With technological advances such as deep learning, artificial intelligence is playing an increasingly important role in the development of new drugs.


An international team of researchers has used artificial intelligence to discover potential therapeutic targets for acromegaly. This provides new ideas for treatment.


"Acromegaly, the medical name for amyotrophic lateral sclerosis, is a neurodegenerative disease.


This affects motor neurons in the brain and spinal cord, causing them to die and making the brain unable to control muscle movement.


The main clinical manifestation is gradual muscle atrophy and weakness, and the patient will eventually die of respiratory failure.


The current treatment principle of acromegaly is to reduce the symptoms. The drugs used to treat acromegaly do not reverse any of the neurodegenerative symptoms of the patient.


In a collaborative study between Artificial Intelligence drug development company Insio, Johns Hopkins University School of Medicine, and Harvard University's Massachusetts General Hospital, researchers used an artificial intelligence biological target called "PandaOmics" to discover data from a large number of central nervous system samples.


The researchers used the artificial intelligence target, called PandaOmics, to discover data from a large number of central nervous system samples, as well as transcriptomic and proteomic data from a large number of motor neuron samples from patients with "acromegaly.


By analyzing these large data related to the progression of acromegaly, the artificial intelligence identified 17 high-confidence targets and 11 novel therapeutic targets.

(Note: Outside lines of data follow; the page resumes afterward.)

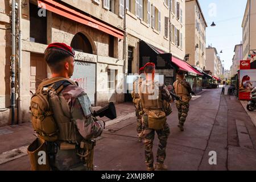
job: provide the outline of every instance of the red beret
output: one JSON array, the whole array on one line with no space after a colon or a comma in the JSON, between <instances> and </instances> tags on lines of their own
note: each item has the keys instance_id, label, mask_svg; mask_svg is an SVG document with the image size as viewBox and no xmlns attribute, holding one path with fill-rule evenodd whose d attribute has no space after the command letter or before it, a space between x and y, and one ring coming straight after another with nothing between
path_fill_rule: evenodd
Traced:
<instances>
[{"instance_id":1,"label":"red beret","mask_svg":"<svg viewBox=\"0 0 256 182\"><path fill-rule=\"evenodd\" d=\"M145 65L144 66L144 68L145 68L147 66L151 66L153 67L154 68L155 68L155 63L147 63L145 64Z\"/></svg>"},{"instance_id":2,"label":"red beret","mask_svg":"<svg viewBox=\"0 0 256 182\"><path fill-rule=\"evenodd\" d=\"M48 48L55 48L55 49L63 50L63 51L68 53L71 56L75 57L75 51L73 49L73 48L71 47L70 47L64 43L60 43L58 42L51 43L51 44L49 44L49 46L48 46L48 47L46 49L48 49Z\"/></svg>"},{"instance_id":3,"label":"red beret","mask_svg":"<svg viewBox=\"0 0 256 182\"><path fill-rule=\"evenodd\" d=\"M140 72L142 72L143 71L144 71L144 67L141 67L141 68L139 68L139 71Z\"/></svg>"}]
</instances>

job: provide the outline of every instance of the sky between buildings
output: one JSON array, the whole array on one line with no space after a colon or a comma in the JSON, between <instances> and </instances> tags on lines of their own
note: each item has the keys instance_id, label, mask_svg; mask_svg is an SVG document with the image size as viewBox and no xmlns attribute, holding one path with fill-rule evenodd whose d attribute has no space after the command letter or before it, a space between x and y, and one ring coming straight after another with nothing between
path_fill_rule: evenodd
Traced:
<instances>
[{"instance_id":1,"label":"sky between buildings","mask_svg":"<svg viewBox=\"0 0 256 182\"><path fill-rule=\"evenodd\" d=\"M230 69L234 46L242 40L242 21L247 0L199 1L208 26L206 47L212 44L216 47L224 60L225 69ZM216 26L210 26L213 21Z\"/></svg>"}]
</instances>

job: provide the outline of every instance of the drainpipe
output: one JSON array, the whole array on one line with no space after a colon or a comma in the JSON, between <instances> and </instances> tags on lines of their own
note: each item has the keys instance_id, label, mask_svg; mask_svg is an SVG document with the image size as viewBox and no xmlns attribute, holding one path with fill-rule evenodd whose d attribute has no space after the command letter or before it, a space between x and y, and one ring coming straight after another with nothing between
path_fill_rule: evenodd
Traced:
<instances>
[{"instance_id":1,"label":"drainpipe","mask_svg":"<svg viewBox=\"0 0 256 182\"><path fill-rule=\"evenodd\" d=\"M123 14L123 30L125 31L125 35L123 36L123 60L124 60L124 70L123 73L126 73L126 1L124 1L124 9L125 12Z\"/></svg>"},{"instance_id":2,"label":"drainpipe","mask_svg":"<svg viewBox=\"0 0 256 182\"><path fill-rule=\"evenodd\" d=\"M18 17L19 17L19 68L18 69L18 123L22 123L22 5L21 0L18 0Z\"/></svg>"},{"instance_id":3,"label":"drainpipe","mask_svg":"<svg viewBox=\"0 0 256 182\"><path fill-rule=\"evenodd\" d=\"M15 1L13 0L11 4L11 125L15 122Z\"/></svg>"}]
</instances>

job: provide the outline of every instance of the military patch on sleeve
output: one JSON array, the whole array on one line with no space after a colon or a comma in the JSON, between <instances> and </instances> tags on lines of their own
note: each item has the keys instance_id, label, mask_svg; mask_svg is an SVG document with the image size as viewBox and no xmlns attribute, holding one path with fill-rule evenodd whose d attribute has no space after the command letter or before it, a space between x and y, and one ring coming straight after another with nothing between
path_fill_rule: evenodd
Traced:
<instances>
[{"instance_id":1,"label":"military patch on sleeve","mask_svg":"<svg viewBox=\"0 0 256 182\"><path fill-rule=\"evenodd\" d=\"M38 104L35 102L31 102L31 107L35 109L38 109Z\"/></svg>"},{"instance_id":2,"label":"military patch on sleeve","mask_svg":"<svg viewBox=\"0 0 256 182\"><path fill-rule=\"evenodd\" d=\"M84 111L84 114L85 117L88 117L92 114L90 107L91 104L90 100L89 99L87 94L82 95L79 97L77 97L79 102L80 102L81 106L82 107L82 110Z\"/></svg>"}]
</instances>

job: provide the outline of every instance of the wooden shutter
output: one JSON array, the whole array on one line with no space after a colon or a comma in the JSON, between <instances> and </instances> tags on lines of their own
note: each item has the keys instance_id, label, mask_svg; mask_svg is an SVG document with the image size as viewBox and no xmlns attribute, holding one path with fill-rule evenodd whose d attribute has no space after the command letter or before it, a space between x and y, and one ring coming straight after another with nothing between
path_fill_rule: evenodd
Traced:
<instances>
[{"instance_id":1,"label":"wooden shutter","mask_svg":"<svg viewBox=\"0 0 256 182\"><path fill-rule=\"evenodd\" d=\"M119 15L123 18L125 14L125 0L119 1Z\"/></svg>"},{"instance_id":2,"label":"wooden shutter","mask_svg":"<svg viewBox=\"0 0 256 182\"><path fill-rule=\"evenodd\" d=\"M168 38L168 27L169 25L169 18L168 17L164 17L164 36Z\"/></svg>"},{"instance_id":3,"label":"wooden shutter","mask_svg":"<svg viewBox=\"0 0 256 182\"><path fill-rule=\"evenodd\" d=\"M151 5L150 0L147 0L147 24L150 25L151 23Z\"/></svg>"}]
</instances>

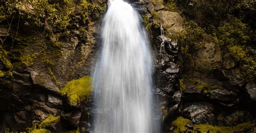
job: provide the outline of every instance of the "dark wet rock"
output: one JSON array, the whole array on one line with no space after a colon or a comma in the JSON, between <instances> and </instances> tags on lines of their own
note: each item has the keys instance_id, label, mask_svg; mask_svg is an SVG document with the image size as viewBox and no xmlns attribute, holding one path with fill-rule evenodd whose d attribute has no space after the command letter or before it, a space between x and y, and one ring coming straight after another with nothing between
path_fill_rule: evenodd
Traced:
<instances>
[{"instance_id":1,"label":"dark wet rock","mask_svg":"<svg viewBox=\"0 0 256 133\"><path fill-rule=\"evenodd\" d=\"M212 124L214 122L214 106L210 103L193 103L187 106L183 111L195 124Z\"/></svg>"},{"instance_id":2,"label":"dark wet rock","mask_svg":"<svg viewBox=\"0 0 256 133\"><path fill-rule=\"evenodd\" d=\"M37 118L39 118L39 120L42 120L42 121L43 121L43 120L49 116L48 113L41 111L39 109L35 110L34 111L34 113L36 116Z\"/></svg>"},{"instance_id":3,"label":"dark wet rock","mask_svg":"<svg viewBox=\"0 0 256 133\"><path fill-rule=\"evenodd\" d=\"M253 116L246 111L235 111L226 116L224 119L224 124L227 126L234 126L238 123L247 122L252 119Z\"/></svg>"},{"instance_id":4,"label":"dark wet rock","mask_svg":"<svg viewBox=\"0 0 256 133\"><path fill-rule=\"evenodd\" d=\"M176 64L170 62L167 64L166 64L169 67L168 67L166 70L165 72L167 73L173 74L173 73L178 73L179 72L179 68L177 65Z\"/></svg>"},{"instance_id":5,"label":"dark wet rock","mask_svg":"<svg viewBox=\"0 0 256 133\"><path fill-rule=\"evenodd\" d=\"M229 91L239 92L240 88L244 85L244 82L241 80L227 80L224 82L224 86Z\"/></svg>"},{"instance_id":6,"label":"dark wet rock","mask_svg":"<svg viewBox=\"0 0 256 133\"><path fill-rule=\"evenodd\" d=\"M217 89L210 91L210 98L220 101L233 101L236 100L235 96L225 89Z\"/></svg>"},{"instance_id":7,"label":"dark wet rock","mask_svg":"<svg viewBox=\"0 0 256 133\"><path fill-rule=\"evenodd\" d=\"M52 81L52 78L44 72L39 71L30 71L33 83L44 88L55 92L58 92L59 88Z\"/></svg>"},{"instance_id":8,"label":"dark wet rock","mask_svg":"<svg viewBox=\"0 0 256 133\"><path fill-rule=\"evenodd\" d=\"M214 64L221 60L221 51L218 45L211 41L199 43L196 47L194 75L205 78L213 71Z\"/></svg>"},{"instance_id":9,"label":"dark wet rock","mask_svg":"<svg viewBox=\"0 0 256 133\"><path fill-rule=\"evenodd\" d=\"M160 36L158 38L161 41L161 45L164 45L165 51L170 55L177 55L179 48L177 41L164 35Z\"/></svg>"},{"instance_id":10,"label":"dark wet rock","mask_svg":"<svg viewBox=\"0 0 256 133\"><path fill-rule=\"evenodd\" d=\"M165 6L164 6L164 5L159 5L159 6L157 6L156 7L154 7L153 9L153 10L158 11L159 11L160 10L163 10L165 8Z\"/></svg>"},{"instance_id":11,"label":"dark wet rock","mask_svg":"<svg viewBox=\"0 0 256 133\"><path fill-rule=\"evenodd\" d=\"M74 126L78 127L82 113L80 111L72 111L71 113L64 114L63 117Z\"/></svg>"},{"instance_id":12,"label":"dark wet rock","mask_svg":"<svg viewBox=\"0 0 256 133\"><path fill-rule=\"evenodd\" d=\"M251 99L256 101L256 84L254 83L249 83L245 87L247 92L249 94Z\"/></svg>"},{"instance_id":13,"label":"dark wet rock","mask_svg":"<svg viewBox=\"0 0 256 133\"><path fill-rule=\"evenodd\" d=\"M193 124L193 123L191 122L188 122L186 125L186 127L190 128L193 128L194 127L194 125Z\"/></svg>"},{"instance_id":14,"label":"dark wet rock","mask_svg":"<svg viewBox=\"0 0 256 133\"><path fill-rule=\"evenodd\" d=\"M141 15L144 15L147 12L147 8L142 2L134 2L131 5Z\"/></svg>"},{"instance_id":15,"label":"dark wet rock","mask_svg":"<svg viewBox=\"0 0 256 133\"><path fill-rule=\"evenodd\" d=\"M173 101L178 104L181 101L181 94L180 91L175 92L172 96Z\"/></svg>"},{"instance_id":16,"label":"dark wet rock","mask_svg":"<svg viewBox=\"0 0 256 133\"><path fill-rule=\"evenodd\" d=\"M222 72L226 78L231 80L242 79L241 70L239 67L234 68L230 70L223 70Z\"/></svg>"},{"instance_id":17,"label":"dark wet rock","mask_svg":"<svg viewBox=\"0 0 256 133\"><path fill-rule=\"evenodd\" d=\"M51 103L51 104L55 106L59 106L63 104L62 100L59 97L53 95L48 95L48 101L49 103Z\"/></svg>"},{"instance_id":18,"label":"dark wet rock","mask_svg":"<svg viewBox=\"0 0 256 133\"><path fill-rule=\"evenodd\" d=\"M238 61L235 61L231 56L228 56L224 59L223 66L224 69L230 69L234 68L237 64Z\"/></svg>"}]
</instances>

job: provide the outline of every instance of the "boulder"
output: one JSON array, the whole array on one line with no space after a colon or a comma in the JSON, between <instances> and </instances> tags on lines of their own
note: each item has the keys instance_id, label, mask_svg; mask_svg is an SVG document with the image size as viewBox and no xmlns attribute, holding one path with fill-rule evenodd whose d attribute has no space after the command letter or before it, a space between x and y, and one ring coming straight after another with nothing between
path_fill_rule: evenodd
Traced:
<instances>
[{"instance_id":1,"label":"boulder","mask_svg":"<svg viewBox=\"0 0 256 133\"><path fill-rule=\"evenodd\" d=\"M58 93L59 88L52 82L52 78L43 72L31 71L30 75L33 83L46 89Z\"/></svg>"},{"instance_id":2,"label":"boulder","mask_svg":"<svg viewBox=\"0 0 256 133\"><path fill-rule=\"evenodd\" d=\"M161 10L157 12L157 17L160 23L167 28L169 33L178 33L183 30L182 17L178 13Z\"/></svg>"},{"instance_id":3,"label":"boulder","mask_svg":"<svg viewBox=\"0 0 256 133\"><path fill-rule=\"evenodd\" d=\"M192 103L183 111L195 124L212 124L214 122L214 106L206 102Z\"/></svg>"}]
</instances>

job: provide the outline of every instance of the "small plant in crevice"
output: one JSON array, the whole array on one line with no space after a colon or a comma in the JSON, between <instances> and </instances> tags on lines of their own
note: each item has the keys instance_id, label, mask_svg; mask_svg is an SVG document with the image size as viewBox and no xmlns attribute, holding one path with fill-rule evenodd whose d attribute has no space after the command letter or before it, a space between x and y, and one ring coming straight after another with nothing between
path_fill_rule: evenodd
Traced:
<instances>
[{"instance_id":1,"label":"small plant in crevice","mask_svg":"<svg viewBox=\"0 0 256 133\"><path fill-rule=\"evenodd\" d=\"M91 96L92 89L92 78L84 76L68 82L60 93L68 97L71 105L76 106Z\"/></svg>"}]
</instances>

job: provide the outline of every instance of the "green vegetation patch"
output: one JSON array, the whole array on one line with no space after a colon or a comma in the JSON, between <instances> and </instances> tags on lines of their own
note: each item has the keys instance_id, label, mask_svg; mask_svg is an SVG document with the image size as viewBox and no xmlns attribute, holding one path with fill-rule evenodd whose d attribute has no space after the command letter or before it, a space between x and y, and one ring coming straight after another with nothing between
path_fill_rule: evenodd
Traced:
<instances>
[{"instance_id":1,"label":"green vegetation patch","mask_svg":"<svg viewBox=\"0 0 256 133\"><path fill-rule=\"evenodd\" d=\"M174 132L183 132L186 131L188 132L191 131L192 132L226 132L233 133L234 131L241 131L244 129L255 126L255 123L251 123L250 122L239 124L233 127L220 127L215 126L210 124L195 124L193 129L188 129L186 127L186 125L191 121L182 117L178 117L176 120L172 122L172 125L176 127ZM185 131L186 130L186 131ZM255 131L254 129L252 129L252 131Z\"/></svg>"},{"instance_id":2,"label":"green vegetation patch","mask_svg":"<svg viewBox=\"0 0 256 133\"><path fill-rule=\"evenodd\" d=\"M26 67L31 66L33 65L34 59L36 58L36 53L32 54L23 54L21 57L21 61L23 64Z\"/></svg>"},{"instance_id":3,"label":"green vegetation patch","mask_svg":"<svg viewBox=\"0 0 256 133\"><path fill-rule=\"evenodd\" d=\"M68 82L60 94L68 97L70 104L76 105L91 96L92 78L85 76Z\"/></svg>"},{"instance_id":4,"label":"green vegetation patch","mask_svg":"<svg viewBox=\"0 0 256 133\"><path fill-rule=\"evenodd\" d=\"M4 73L0 70L0 77L3 77L5 75Z\"/></svg>"}]
</instances>

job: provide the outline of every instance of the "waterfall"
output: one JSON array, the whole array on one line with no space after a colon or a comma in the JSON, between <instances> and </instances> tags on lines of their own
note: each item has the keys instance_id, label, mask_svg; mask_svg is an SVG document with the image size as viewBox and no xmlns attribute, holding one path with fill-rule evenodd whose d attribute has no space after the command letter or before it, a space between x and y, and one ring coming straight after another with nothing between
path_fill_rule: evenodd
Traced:
<instances>
[{"instance_id":1,"label":"waterfall","mask_svg":"<svg viewBox=\"0 0 256 133\"><path fill-rule=\"evenodd\" d=\"M157 132L152 59L139 15L121 0L109 2L93 74L93 132Z\"/></svg>"}]
</instances>

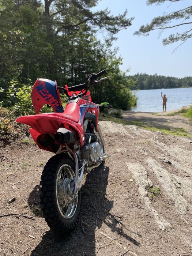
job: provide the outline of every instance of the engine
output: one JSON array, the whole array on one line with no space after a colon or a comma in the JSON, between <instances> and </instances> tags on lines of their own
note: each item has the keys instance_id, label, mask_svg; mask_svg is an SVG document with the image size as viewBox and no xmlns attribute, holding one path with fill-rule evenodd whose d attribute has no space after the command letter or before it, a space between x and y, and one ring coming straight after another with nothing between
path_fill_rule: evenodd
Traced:
<instances>
[{"instance_id":1,"label":"engine","mask_svg":"<svg viewBox=\"0 0 192 256\"><path fill-rule=\"evenodd\" d=\"M96 136L94 135L96 138ZM90 136L89 136L89 138ZM92 140L92 138L91 138ZM103 154L102 146L96 139L96 141L89 144L89 140L86 140L84 145L82 148L82 158L87 159L89 165L97 163Z\"/></svg>"}]
</instances>

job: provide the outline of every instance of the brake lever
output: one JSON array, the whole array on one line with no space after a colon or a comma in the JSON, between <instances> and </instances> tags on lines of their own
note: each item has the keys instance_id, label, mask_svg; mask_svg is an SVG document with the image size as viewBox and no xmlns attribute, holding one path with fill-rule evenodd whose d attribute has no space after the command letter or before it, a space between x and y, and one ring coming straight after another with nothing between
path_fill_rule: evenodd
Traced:
<instances>
[{"instance_id":1,"label":"brake lever","mask_svg":"<svg viewBox=\"0 0 192 256\"><path fill-rule=\"evenodd\" d=\"M91 82L89 79L89 82L90 83L91 83L91 84L93 84L93 85L94 85L94 84L96 84L97 83L99 83L101 81L103 81L103 80L106 80L106 79L110 79L110 76L107 76L106 77L103 77L102 78L101 78L101 79L99 79L99 80L94 80L94 82Z\"/></svg>"}]
</instances>

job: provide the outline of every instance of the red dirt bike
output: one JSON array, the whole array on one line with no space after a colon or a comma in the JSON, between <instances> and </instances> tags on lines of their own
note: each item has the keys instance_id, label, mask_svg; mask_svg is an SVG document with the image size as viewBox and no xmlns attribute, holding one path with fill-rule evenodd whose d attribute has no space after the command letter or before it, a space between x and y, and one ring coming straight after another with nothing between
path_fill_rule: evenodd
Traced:
<instances>
[{"instance_id":1,"label":"red dirt bike","mask_svg":"<svg viewBox=\"0 0 192 256\"><path fill-rule=\"evenodd\" d=\"M31 135L39 147L56 155L46 164L41 176L41 204L49 226L57 231L68 232L78 221L82 179L84 173L98 166L110 157L104 153L105 142L98 122L99 107L91 102L88 87L105 69L93 73L85 83L65 88L56 81L38 79L31 91L36 114L17 121L31 127ZM68 98L65 110L60 92ZM45 104L53 113L39 114Z\"/></svg>"}]
</instances>

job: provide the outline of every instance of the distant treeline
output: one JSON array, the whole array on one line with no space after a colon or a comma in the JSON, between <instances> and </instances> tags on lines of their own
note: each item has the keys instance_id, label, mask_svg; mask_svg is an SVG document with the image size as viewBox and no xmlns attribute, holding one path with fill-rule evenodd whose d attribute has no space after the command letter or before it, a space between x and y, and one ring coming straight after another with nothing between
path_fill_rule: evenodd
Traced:
<instances>
[{"instance_id":1,"label":"distant treeline","mask_svg":"<svg viewBox=\"0 0 192 256\"><path fill-rule=\"evenodd\" d=\"M192 76L178 78L172 76L165 76L155 75L149 75L142 73L128 76L129 79L136 82L133 90L147 90L162 88L177 88L192 87Z\"/></svg>"}]
</instances>

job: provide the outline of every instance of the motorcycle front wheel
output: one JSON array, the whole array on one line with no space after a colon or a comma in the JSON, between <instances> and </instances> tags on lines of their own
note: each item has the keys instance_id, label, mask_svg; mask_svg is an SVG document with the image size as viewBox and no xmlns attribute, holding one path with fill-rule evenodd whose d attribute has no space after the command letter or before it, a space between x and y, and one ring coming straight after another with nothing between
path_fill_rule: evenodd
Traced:
<instances>
[{"instance_id":1,"label":"motorcycle front wheel","mask_svg":"<svg viewBox=\"0 0 192 256\"><path fill-rule=\"evenodd\" d=\"M69 233L78 222L80 191L74 195L69 185L75 177L74 162L65 154L52 157L43 171L41 208L48 225L57 232Z\"/></svg>"}]
</instances>

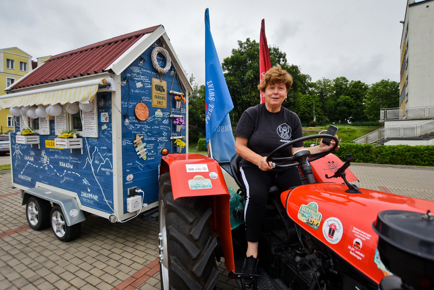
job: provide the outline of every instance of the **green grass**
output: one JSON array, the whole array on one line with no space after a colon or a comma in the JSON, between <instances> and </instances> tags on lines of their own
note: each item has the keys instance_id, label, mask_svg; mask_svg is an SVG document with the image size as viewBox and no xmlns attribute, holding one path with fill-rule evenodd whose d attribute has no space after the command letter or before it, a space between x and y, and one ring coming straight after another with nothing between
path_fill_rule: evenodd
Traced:
<instances>
[{"instance_id":1,"label":"green grass","mask_svg":"<svg viewBox=\"0 0 434 290\"><path fill-rule=\"evenodd\" d=\"M340 139L342 139L344 143L350 143L354 139L361 137L370 132L372 132L380 128L379 126L355 126L348 124L333 124L339 128L337 135ZM310 129L315 130L326 130L328 126L321 126L318 127L306 127L304 130ZM309 132L309 135L318 134L317 132Z\"/></svg>"}]
</instances>

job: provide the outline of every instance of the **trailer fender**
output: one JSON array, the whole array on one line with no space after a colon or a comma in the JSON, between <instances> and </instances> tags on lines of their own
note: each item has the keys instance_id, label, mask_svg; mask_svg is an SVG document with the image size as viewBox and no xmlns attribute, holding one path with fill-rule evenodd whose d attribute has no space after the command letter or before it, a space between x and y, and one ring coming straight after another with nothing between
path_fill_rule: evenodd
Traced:
<instances>
[{"instance_id":1,"label":"trailer fender","mask_svg":"<svg viewBox=\"0 0 434 290\"><path fill-rule=\"evenodd\" d=\"M35 187L28 188L24 191L23 205L27 204L27 201L31 196L40 198L59 205L63 212L66 224L69 226L86 220L84 212L80 209L75 198L44 187Z\"/></svg>"}]
</instances>

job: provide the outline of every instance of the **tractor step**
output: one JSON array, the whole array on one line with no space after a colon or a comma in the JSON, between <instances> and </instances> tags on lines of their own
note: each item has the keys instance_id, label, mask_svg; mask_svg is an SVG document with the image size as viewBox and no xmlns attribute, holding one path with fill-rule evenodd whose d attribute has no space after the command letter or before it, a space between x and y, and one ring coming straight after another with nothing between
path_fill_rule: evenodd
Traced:
<instances>
[{"instance_id":1,"label":"tractor step","mask_svg":"<svg viewBox=\"0 0 434 290\"><path fill-rule=\"evenodd\" d=\"M243 268L243 264L244 263L244 258L243 257L238 258L235 260L235 272L236 273L239 274L238 275L233 274L232 276L230 277L230 278L235 280L240 289L252 289L252 290L254 290L253 287L251 288L243 287L244 285L242 283L241 278L237 278L236 277L237 276L243 276L241 268ZM258 265L257 272L256 285L258 290L289 290L280 279L272 279L260 266L260 262L259 262L259 265Z\"/></svg>"}]
</instances>

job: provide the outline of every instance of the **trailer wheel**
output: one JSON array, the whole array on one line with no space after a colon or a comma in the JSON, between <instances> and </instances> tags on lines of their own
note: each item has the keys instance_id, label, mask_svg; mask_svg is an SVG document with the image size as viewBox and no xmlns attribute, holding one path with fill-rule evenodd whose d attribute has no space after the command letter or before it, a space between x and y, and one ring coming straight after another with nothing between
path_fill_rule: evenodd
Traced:
<instances>
[{"instance_id":1,"label":"trailer wheel","mask_svg":"<svg viewBox=\"0 0 434 290\"><path fill-rule=\"evenodd\" d=\"M50 214L51 228L56 237L62 242L69 242L74 240L80 235L81 224L76 223L72 225L66 224L63 213L60 207L55 205L53 207Z\"/></svg>"},{"instance_id":2,"label":"trailer wheel","mask_svg":"<svg viewBox=\"0 0 434 290\"><path fill-rule=\"evenodd\" d=\"M160 177L159 240L161 289L214 289L218 280L212 211L203 197L173 200L170 173Z\"/></svg>"},{"instance_id":3,"label":"trailer wheel","mask_svg":"<svg viewBox=\"0 0 434 290\"><path fill-rule=\"evenodd\" d=\"M27 221L30 227L40 231L50 225L50 211L51 204L35 197L29 198L26 205Z\"/></svg>"}]
</instances>

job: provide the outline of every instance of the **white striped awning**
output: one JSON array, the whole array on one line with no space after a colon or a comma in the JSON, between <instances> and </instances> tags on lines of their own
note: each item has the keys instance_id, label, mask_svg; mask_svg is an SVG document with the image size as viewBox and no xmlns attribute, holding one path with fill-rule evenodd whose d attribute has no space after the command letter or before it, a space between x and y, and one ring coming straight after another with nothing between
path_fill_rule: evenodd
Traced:
<instances>
[{"instance_id":1,"label":"white striped awning","mask_svg":"<svg viewBox=\"0 0 434 290\"><path fill-rule=\"evenodd\" d=\"M0 96L0 109L23 106L63 105L76 102L88 104L95 96L99 84L114 84L112 79L107 78L110 80L98 78Z\"/></svg>"}]
</instances>

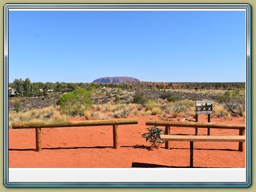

The researchers then validated the data in a Drosophila model that simulates the condition of patients with tachyphylaxis and confirmed that 18 of these 28 targets slowed neurodegenerative symptoms.


The paper was published in the international journal Frontiers in Aging Neuroscience. The authors in one paper said, "From target discovery in massive data sets driven by artificial intelligence, to biological validation in multiple model systems such as mice and fruit flies, to rapid clinical testing through investigator-initiated trials.


This represents a new trend that promises to significantly reduce the cost and time of drug development. More important is the improved success rate, especially for neurodegenerative diseases."